Geçen ay Milli Eğitim Bakanı Ömer Dinçer Türkiye’de 150 bin öğretmen açığı olduğunu söylemişti. Aynı ay içinde atama için başvuran 55.718 öğretmen adayından 14.475 öğretmenin ataması yapılmıştı. Atamanın yapıldığı esnada salonun kapısının önünde haklı taleplerini duyurabilmek isteyen bir topluluk bekliyordu. Bu topluluktakiler Türkiye’de sayısı 300 binleri bulan, halen atama bekleyen öğretmenlerdi. 30-35 yaşlarında bir öğretmen adayının elinde “ölmeden atanmak istiyorum” yazılı bir döviz bulunuyordu. Bugün Türkiye’de Okulu olmayan, okulu olup da öğretmeni olmayan köyler bulunuyor. Bir diğer tarafta ise atanmak için bekleyen yüz binlerce öğretmen bulunuyor. Öğrencilerin okumaya, okuyup öğretmen olan ama atanmayan öğretmenlerin de kendi işlerinde çalışmaya hakları var. Ama onlar bu haklarından yoksun bırakılıyorlar.
Hani büyüklerimiz hep söyler ya “aman ha okuyun, okuyup adam olun, bizim gibi sürünmeyin” diye. Oysa uzun yıllardır okumak, iş bulmak için çare olmaktan çıktı. Sadece atanmayı bekleyen 300 bin öğretmenin yanında, üniversiteyi bitirmiş ve iş bulamayan yüz binlerce üniversite mezunu var. Bugün atanmayan öğretmenler ve üniversite mezunlarının çoğu işsiz. Çalışanların çoğunluğu ise bugün asgari ücretle çeşitli sektörlerde çalışıyorlar. Onlar okumuş ama yine de sürünüyorlar.

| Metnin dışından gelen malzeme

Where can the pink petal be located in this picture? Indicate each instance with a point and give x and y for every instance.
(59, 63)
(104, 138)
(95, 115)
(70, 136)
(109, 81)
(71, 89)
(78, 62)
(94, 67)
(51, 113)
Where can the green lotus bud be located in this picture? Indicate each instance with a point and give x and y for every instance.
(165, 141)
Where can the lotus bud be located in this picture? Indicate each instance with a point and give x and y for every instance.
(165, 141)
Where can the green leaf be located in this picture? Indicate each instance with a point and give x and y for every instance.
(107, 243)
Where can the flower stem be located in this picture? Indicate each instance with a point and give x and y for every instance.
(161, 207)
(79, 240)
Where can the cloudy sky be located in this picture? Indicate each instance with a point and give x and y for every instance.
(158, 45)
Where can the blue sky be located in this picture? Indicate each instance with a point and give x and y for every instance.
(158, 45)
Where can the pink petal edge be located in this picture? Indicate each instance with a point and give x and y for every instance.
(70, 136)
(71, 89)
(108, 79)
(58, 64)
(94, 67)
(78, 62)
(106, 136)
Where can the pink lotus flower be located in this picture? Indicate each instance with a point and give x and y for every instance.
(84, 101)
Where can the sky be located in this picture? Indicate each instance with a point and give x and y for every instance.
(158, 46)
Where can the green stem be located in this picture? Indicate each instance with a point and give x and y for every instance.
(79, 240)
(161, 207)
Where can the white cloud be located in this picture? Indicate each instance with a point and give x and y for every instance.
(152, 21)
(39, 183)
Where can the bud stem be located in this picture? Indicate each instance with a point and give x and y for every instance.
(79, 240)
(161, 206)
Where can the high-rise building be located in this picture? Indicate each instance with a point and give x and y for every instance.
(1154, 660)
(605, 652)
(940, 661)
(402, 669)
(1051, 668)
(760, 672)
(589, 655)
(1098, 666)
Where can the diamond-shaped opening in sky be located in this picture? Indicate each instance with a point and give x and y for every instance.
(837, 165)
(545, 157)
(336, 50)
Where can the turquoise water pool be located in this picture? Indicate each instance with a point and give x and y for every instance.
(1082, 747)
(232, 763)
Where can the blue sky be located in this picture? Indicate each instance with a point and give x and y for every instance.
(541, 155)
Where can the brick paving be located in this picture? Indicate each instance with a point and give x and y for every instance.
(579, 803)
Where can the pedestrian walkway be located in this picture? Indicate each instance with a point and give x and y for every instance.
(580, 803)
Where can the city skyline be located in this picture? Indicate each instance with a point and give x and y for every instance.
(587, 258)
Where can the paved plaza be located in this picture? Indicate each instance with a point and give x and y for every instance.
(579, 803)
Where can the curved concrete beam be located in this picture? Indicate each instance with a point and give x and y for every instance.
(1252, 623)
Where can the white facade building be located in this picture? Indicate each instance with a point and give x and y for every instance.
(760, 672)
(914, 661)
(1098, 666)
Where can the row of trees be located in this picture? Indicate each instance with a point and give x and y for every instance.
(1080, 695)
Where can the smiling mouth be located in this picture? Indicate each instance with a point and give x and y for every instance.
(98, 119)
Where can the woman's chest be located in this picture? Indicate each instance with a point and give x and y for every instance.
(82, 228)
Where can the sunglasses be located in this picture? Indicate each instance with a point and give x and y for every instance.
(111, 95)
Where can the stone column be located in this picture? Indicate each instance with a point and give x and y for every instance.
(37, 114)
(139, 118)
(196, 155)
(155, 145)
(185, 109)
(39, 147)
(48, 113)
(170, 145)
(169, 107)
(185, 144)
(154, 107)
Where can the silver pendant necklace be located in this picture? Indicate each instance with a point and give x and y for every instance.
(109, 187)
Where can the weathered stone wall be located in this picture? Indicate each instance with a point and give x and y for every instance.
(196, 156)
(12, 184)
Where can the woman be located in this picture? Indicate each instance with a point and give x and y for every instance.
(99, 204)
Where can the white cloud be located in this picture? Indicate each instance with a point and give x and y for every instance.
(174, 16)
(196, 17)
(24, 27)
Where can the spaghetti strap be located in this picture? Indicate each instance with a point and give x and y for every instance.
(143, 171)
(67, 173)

Yani sorun okumuşta veya okumamışta değil, sorun örgütsüzlükte, örgütsüzlüğümüzden faydalanan bu sömürücü düzende. Tek çözüm öğretmeniyle, öğrencisiyle, okumuşuyla, okumamışıyla örgütlenmekte. Örgütlü hareket etmek büyük bir güçtür. Bu gücün önünde hiçbir kuvvet duramaz. Şunu unutmayalım,
ÖRGÜTLÜYSEK HER ŞEYİZ, ÖRGÜTSÜZSEK HİÇBİR ŞEY!